Manchester Civic Quarter Heat Network

  • Client Vital Energi
  • Location Manchester
  • Services Landscape Planning

Generating a low-carbon heat and power solution for the city's most iconic buildings

The Manchester Civic Quarter Heat Network (MCQHN) will generate low-carbon heat and power for the city, helping Manchester to reach its ambition to be carbon-neutral by 2038.

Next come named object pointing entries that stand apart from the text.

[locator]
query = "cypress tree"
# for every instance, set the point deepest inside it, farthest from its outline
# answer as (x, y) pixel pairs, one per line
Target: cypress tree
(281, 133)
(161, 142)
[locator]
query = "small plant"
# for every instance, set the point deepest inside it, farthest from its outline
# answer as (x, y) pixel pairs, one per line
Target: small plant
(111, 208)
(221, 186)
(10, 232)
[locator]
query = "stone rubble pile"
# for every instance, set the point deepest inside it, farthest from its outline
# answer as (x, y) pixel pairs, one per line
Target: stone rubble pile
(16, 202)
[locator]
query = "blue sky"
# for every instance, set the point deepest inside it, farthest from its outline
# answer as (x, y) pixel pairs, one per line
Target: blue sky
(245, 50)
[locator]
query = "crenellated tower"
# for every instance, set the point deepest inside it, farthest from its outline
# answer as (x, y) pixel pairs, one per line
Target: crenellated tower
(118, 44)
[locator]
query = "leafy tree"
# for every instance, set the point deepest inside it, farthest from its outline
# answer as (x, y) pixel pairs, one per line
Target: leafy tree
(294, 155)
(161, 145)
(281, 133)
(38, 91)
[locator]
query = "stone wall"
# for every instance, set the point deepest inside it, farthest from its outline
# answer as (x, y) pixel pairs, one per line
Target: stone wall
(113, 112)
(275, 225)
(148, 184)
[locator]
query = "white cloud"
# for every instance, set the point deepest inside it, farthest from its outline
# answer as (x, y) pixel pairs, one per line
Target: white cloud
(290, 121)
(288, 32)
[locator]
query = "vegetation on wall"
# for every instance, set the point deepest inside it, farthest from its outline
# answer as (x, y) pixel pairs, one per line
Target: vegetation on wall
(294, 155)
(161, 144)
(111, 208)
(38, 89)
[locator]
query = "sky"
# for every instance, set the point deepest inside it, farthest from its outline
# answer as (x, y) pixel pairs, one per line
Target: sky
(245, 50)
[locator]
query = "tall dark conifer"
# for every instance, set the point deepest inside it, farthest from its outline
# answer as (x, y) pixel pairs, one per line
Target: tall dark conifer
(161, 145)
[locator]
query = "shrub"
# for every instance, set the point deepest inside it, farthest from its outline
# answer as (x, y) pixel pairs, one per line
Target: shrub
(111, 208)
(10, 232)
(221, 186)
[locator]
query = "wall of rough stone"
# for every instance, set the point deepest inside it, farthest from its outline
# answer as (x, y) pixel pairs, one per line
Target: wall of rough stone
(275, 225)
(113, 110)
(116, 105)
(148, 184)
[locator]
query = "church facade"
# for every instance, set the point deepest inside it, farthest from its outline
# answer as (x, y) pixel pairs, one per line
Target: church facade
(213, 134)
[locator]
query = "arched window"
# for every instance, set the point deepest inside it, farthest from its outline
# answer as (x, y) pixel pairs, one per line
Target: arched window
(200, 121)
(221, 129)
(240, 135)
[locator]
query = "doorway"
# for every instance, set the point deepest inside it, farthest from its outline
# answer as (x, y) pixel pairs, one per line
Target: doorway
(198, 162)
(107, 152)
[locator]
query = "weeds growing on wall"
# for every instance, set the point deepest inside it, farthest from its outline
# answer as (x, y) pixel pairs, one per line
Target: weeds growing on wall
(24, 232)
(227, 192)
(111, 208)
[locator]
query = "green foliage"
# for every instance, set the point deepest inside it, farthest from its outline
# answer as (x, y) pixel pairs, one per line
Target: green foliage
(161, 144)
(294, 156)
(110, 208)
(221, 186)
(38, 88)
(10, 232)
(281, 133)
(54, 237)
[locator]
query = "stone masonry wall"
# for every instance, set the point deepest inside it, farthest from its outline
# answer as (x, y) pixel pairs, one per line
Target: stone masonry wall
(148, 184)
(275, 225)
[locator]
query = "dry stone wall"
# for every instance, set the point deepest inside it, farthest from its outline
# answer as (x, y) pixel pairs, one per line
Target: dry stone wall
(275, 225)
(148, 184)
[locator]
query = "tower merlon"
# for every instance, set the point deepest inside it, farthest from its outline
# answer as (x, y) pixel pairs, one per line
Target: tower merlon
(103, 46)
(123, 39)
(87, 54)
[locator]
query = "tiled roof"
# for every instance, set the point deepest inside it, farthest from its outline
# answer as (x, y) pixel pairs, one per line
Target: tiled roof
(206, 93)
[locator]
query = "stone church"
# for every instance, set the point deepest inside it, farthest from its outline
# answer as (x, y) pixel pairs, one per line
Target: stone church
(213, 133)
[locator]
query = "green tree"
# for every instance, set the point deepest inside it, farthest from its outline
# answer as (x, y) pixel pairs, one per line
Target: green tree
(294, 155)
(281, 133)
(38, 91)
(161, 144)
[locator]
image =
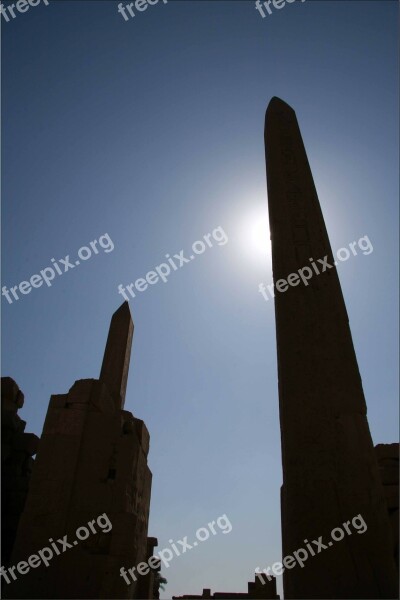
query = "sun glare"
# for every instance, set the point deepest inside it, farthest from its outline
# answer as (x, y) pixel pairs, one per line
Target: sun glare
(256, 236)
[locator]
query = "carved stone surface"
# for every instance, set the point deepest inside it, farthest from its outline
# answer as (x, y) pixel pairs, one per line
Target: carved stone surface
(330, 472)
(92, 460)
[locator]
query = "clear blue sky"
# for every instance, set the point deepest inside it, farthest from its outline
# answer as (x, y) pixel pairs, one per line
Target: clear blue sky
(151, 130)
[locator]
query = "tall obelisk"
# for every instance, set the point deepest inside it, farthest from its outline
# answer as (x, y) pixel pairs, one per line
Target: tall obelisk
(330, 472)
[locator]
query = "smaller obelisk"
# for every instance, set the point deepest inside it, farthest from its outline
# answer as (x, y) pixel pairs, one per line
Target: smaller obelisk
(115, 367)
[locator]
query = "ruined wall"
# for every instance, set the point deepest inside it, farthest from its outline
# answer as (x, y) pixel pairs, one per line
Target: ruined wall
(17, 451)
(92, 460)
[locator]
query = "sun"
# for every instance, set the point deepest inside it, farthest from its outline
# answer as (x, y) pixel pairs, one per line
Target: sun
(256, 236)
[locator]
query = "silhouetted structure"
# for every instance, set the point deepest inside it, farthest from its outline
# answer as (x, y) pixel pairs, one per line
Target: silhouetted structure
(261, 588)
(17, 451)
(92, 460)
(330, 471)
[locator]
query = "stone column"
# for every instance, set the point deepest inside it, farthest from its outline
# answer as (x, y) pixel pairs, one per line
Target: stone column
(330, 472)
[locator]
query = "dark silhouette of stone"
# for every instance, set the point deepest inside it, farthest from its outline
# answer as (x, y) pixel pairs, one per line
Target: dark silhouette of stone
(92, 461)
(330, 471)
(115, 367)
(261, 588)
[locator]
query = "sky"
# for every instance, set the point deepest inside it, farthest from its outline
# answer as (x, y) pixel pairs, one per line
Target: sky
(146, 135)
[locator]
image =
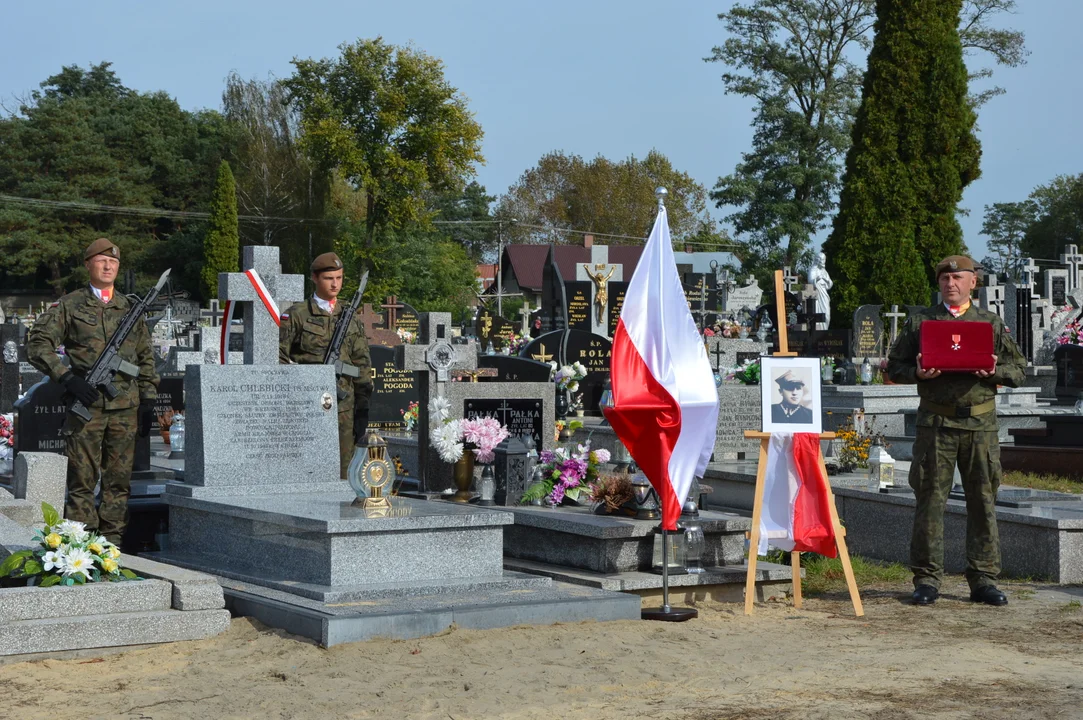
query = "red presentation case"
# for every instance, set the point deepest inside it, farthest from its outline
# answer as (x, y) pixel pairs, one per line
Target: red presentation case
(956, 345)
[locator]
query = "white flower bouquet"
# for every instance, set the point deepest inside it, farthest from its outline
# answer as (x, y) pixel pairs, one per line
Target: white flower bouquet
(449, 436)
(69, 554)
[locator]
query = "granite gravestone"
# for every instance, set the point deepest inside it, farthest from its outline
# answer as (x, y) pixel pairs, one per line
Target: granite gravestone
(393, 390)
(869, 332)
(40, 415)
(259, 428)
(571, 347)
(511, 368)
(431, 363)
(616, 291)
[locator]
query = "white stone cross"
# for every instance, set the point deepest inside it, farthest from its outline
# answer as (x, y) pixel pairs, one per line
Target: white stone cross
(1072, 258)
(261, 329)
(896, 316)
(1029, 271)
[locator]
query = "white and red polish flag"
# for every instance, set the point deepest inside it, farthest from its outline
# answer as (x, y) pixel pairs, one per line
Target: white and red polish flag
(795, 514)
(665, 404)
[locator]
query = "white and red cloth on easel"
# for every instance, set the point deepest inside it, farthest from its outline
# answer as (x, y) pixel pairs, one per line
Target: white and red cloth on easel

The £20m scheme is part-funded by a £2.87m grant from the government’s heat network investment project (HNIP) and will save more than 3,100 tonnes of carbon emissions in its first five years of operation. Heat will be generated from an energy centre, built adjacent to Manchester Central Convention Centre.  Its five flues will be incorporated into a 40-metre high ‘Tower of Light’. The sculpture, designed by award-winning architects Tonkin Liu takes inspiration from nature, celebrates Manchester’s low-carbon ambition, whilst respecting the historic assets of the city’s Civic Quarter.

The 40-metre high 'Tower of Light' is designed by award-winning architects Tonkin Liu and houses the energy centre's five flues

The network will generate a highly efficient, environmentally friendly heat and power solution, initially serving six of the city’s most iconic buildings; Manchester Town Hall, Manchester Town Hall Extension, Manchester Central Library, Manchester Central Convention Centre, Bridgewater Hall and Heron House.

A townscape and visual impact assessment (TVIA) was produced as an ES chapter to supplement the EIA (environmental impact assessment) and support the detailed planning application.  The predicted townscape and visual effects of the proposed development were assessed, with the Tower of Light being the main focus of the assessment. Fifteen verified views were produced for all assessment viewpoints to demonstrate the likely effects of the proposals. Mitigation measures were identified to prevent, reduce and offset any adverse effects of the development.

Planning was approved by Manchester City Council in January 2018. Construction began July 2019 and is expected to complete late 2020.